Proof, independent of the file.
C2PA signs content at capture. But the proof is locked inside the file, and platforms strip it on upload. We needed a way to separate the proof from the file so it survives anything.
The right foundation already exists
The root cause of all these problems is the same: digital content's origin and rightful owner are unknowable.
Detecting fakes after the fact, using AI or watermarks, is a structural arms race. As generation improves, so does the ability to fake. There is no inherent advantage for defenders.
The sound approach is to record provenance at the time of creation with cryptographic signatures. The security of these signatures depends on the integrity of signing keys, the certificate chain, and the implementation. But unlike post-hoc detection, this approach has a structural foundation rather than an endless game of catch-up.
C2PA (Coalition for Content Provenance and Authenticity), backed by Adobe, Microsoft, Google, and over 6,000 organizations, is the open standard for exactly this. It records who captured content, when, with what tool, and what edits were made, all cryptographically bound to the content.
Google Pixel signs photos with its Titan M2 chip. Sony, Nikon, and Canon cameras embed C2PA signatures. OpenAI, Google, and Adobe sign their AI-generated content with C2PA. The infrastructure is real and growing.
But proof dies when shared
C2PA verification requires two things: the full manifest data (a JUMBF container holding the signature chain, certificates, and edit history) and the complete original binary of the content itself. For a photo, that means the full-resolution capture. For a video, the entire original file. The cryptographic hash must match byte-for-byte. This tight coupling is how C2PA guarantees integrity.
The problem: nearly every social media platform, messaging app, and CDN strips the manifest and recompresses the content on upload. Facebook, Instagram, X, and YouTube all remove C2PA data and alter the binary. Once that happens, verification becomes impossible. The World Privacy Forum calls this "the primary obstacle to C2PA interoperability."
Even when C2PA data survives, the verified attributes inside (hardware capture proof, timestamp, edit history) can only be accessed by parsing the full manifest together with the original binary. There is no way for a third party to independently query those attributes without having the complete original file.

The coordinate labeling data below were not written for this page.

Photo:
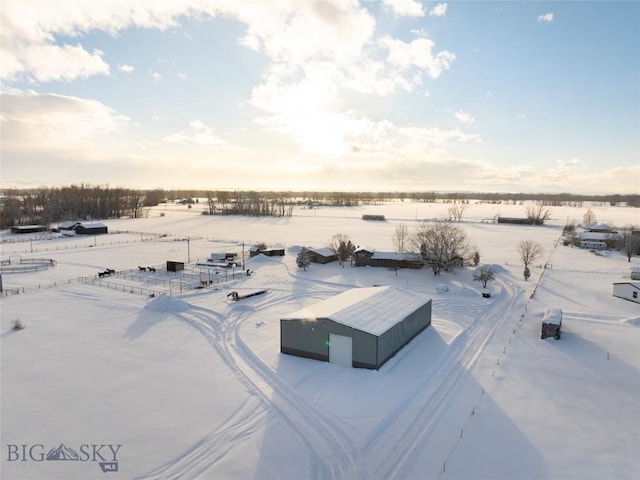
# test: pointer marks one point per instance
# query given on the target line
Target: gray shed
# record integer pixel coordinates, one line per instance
(362, 327)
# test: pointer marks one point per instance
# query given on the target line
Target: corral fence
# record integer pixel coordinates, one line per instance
(17, 264)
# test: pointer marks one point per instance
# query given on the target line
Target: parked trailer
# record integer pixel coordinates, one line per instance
(551, 323)
(235, 296)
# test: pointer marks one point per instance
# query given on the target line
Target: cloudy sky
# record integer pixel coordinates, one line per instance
(346, 95)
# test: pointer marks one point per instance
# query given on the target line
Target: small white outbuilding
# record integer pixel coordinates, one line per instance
(627, 290)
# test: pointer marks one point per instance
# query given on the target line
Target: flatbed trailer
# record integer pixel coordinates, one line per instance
(235, 296)
(551, 323)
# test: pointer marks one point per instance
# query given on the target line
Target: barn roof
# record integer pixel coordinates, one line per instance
(396, 256)
(370, 309)
(324, 251)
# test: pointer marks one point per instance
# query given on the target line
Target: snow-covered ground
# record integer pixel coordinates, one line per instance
(192, 385)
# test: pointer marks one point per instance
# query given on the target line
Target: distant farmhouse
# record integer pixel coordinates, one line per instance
(322, 255)
(28, 229)
(370, 257)
(520, 221)
(627, 290)
(81, 228)
(599, 237)
(379, 218)
(91, 229)
(362, 327)
(269, 252)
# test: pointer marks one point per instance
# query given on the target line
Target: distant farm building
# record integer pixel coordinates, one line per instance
(68, 225)
(610, 239)
(269, 252)
(91, 229)
(28, 229)
(520, 221)
(322, 255)
(593, 245)
(174, 266)
(627, 290)
(370, 257)
(378, 218)
(362, 327)
(598, 227)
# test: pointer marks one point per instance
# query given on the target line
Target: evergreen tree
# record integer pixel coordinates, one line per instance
(303, 260)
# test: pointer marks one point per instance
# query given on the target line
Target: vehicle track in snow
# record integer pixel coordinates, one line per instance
(332, 453)
(337, 451)
(409, 425)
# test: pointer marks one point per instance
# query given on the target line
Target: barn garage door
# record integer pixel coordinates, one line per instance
(340, 350)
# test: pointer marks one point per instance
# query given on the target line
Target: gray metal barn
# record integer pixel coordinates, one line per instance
(362, 327)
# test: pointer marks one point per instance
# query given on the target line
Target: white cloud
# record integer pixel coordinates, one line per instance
(417, 53)
(197, 134)
(439, 10)
(28, 34)
(32, 121)
(564, 168)
(464, 117)
(405, 8)
(547, 17)
(45, 62)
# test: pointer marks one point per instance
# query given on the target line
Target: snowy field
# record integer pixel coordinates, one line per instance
(188, 384)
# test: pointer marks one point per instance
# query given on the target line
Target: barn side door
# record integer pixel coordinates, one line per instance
(340, 350)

Existing solutions try to recover the full manifest through watermarks or centralized cloud storage. But these approaches either rely on a single company's infrastructure or attempt to reconstruct what was lost, rather than solving the underlying coupling.
To build an app where proof of authenticity actually reaches people on social media, we needed to solve a different problem: separating verified attributes from the content, so the proof remains accessible even without the complete original file.
Title Protocol: making proof independent
Extracting verified attributes from content and recording them as standalone, trustworthy records.
Title Protocol takes C2PA-signed content and verifies it inside a Trusted Execution Environment (TEE): hardware-isolated processing designed so that the server operator cannot access or alter the verification. The verified attributes are then extracted into independent on-chain records.
The result: provenance data that exists on its own. No original file needed. Anyone can query the attributes (who captured it, when, with what device, whether it was hardware-signed) directly from the blockchain.
What exists today and what remains unsolved
C2PA verification services and provenance registries exist. Here is where the gaps remain.
RootLens
The reason we built Title Protocol
RootLens is a camera app that proves your photo or video was really captured, and lets you share that proof on any platform.
The proof outlives the app. If RootLens disappears tomorrow, the verification records remain linked to on-chain NFTs. Other applications built on Title Protocol can access the same records.
For creators who face AI-generation accusations, journalists who need verifiable evidence, and anyone whose content is worth proving real.
Open source. Open protocol.
The specification, architecture documentation, and implementation are all publicly available. You can read the docs and independently verify or reimplement the entire system.
RootLens is built on Title Protocol, an open protocol. Anyone can run a verification node, and anyone can build an application on it.
All source code is public, released under Apache 2.0.